We are opening a handful of new offices in the next 12-18 months, so we’ll be expanding our footprint quite a bit and growing substantially. The upcoming initiatives that I can mention are expanding the DIGIT mission assurance platform, integrating AI for predictive analytics, and absolutely strengthening our corporate partnerships because we are a software provider. We partner heavily, especially with platform providers and large primes, as well as the new primes.
Final thoughts?
Knight: Big picture, we want people to understand that we’re one of the fastest growing companies in the country thanks to our unique business model where we have found an ability to partner with or to bridge academia, industry, and government in a way that provides better outcomes, faster outcomes to the warfighter.
Everybody wants innovation; there’s talk all over the place about how the defense industrial base isn’t innovating fast enough. We’re bringing a new model, and we’ve been scaling that for five years because of the success of that model.
We also want people to know that we’re creating high-skill jobs in some places that are non-traditional for defense. We talked about Columbia, South Carolina; there’s not a ton of defense industry in that area. We’re also working in places like Mississippi and Louisiana that are geared around bringing high-tech STEM-first research into operations, and helping to bring the capacity of other parts of the nation to bear on this kind of innovation problem.
The other thing is navigational autonomy – the ability to go from point A to point B and turn on a payload or a sensor. The next generation of defense tech, we believe, is going to be defined by software that can anticipate and not just respond. That’s a key to unlocking trusted operations farther forward, longer duration, longer endurance, more consequential missions.

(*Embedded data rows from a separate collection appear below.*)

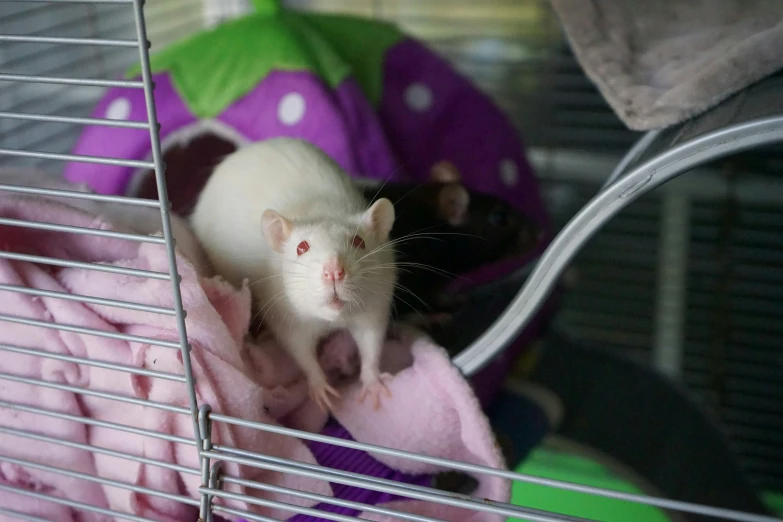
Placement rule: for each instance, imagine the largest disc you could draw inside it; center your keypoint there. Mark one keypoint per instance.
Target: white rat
(123, 218)
(283, 215)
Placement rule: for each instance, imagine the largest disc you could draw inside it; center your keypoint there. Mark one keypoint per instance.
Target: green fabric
(266, 6)
(215, 68)
(363, 43)
(547, 463)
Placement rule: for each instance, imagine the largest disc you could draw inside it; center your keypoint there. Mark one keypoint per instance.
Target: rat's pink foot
(320, 394)
(374, 388)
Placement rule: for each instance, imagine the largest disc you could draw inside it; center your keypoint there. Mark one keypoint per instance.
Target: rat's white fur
(259, 204)
(123, 218)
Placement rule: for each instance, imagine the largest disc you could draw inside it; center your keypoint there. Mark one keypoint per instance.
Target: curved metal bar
(597, 212)
(636, 152)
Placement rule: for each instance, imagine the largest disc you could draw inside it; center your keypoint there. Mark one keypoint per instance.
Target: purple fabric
(431, 113)
(117, 142)
(428, 113)
(355, 461)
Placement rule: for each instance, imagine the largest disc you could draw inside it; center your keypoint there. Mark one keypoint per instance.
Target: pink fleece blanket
(432, 410)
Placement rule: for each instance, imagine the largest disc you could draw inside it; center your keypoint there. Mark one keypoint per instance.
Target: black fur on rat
(444, 229)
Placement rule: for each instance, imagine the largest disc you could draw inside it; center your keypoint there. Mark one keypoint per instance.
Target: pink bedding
(432, 410)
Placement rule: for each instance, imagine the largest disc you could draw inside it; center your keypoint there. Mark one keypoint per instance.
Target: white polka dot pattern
(291, 109)
(118, 109)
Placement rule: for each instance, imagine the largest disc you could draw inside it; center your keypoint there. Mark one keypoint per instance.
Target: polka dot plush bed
(379, 102)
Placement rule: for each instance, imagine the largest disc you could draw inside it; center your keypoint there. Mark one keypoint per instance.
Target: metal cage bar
(620, 189)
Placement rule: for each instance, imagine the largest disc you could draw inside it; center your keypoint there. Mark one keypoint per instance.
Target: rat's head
(489, 228)
(334, 266)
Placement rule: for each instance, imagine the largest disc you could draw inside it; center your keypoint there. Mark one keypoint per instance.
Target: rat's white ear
(379, 218)
(453, 201)
(445, 172)
(276, 229)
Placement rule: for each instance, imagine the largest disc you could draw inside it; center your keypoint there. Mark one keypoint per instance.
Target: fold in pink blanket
(432, 410)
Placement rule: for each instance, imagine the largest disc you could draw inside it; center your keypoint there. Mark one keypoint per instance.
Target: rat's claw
(320, 394)
(375, 388)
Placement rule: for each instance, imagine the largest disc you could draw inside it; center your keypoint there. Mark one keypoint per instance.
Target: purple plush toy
(380, 103)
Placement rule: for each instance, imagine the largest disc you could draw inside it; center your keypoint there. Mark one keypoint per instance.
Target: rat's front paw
(320, 393)
(374, 387)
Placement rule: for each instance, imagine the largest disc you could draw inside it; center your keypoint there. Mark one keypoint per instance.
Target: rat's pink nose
(333, 271)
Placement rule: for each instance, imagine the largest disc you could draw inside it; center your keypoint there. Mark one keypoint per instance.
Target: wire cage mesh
(59, 56)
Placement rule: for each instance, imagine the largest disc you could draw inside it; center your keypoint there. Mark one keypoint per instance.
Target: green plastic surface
(551, 464)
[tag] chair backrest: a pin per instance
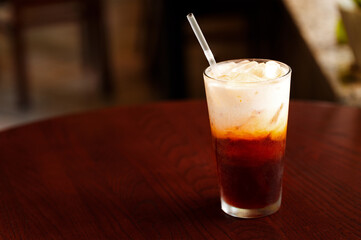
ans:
(28, 3)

This is actually a fundamental shift toward software that understands and is aware of the intent of the mission and not just running a script.
Hartman: The investment in a lot of research, including by the Department of War, is coming to fruition here with the DIU CAMP program, which is a groundbreaking program for the next gen XLUUV (Extra Large Unmanned Undersea Vehicle) asset class, and using this platform to prove to the world that you can have a long duration mission in which the autonomy is aware of its own mission and able to make decisions to increase the mission effectiveness and mission health on its own.
Proving that this is not just ready for a demonstration, but ready to be deployed to the fleet is the purpose of that program. We’re excited to be teamed with Metron on it.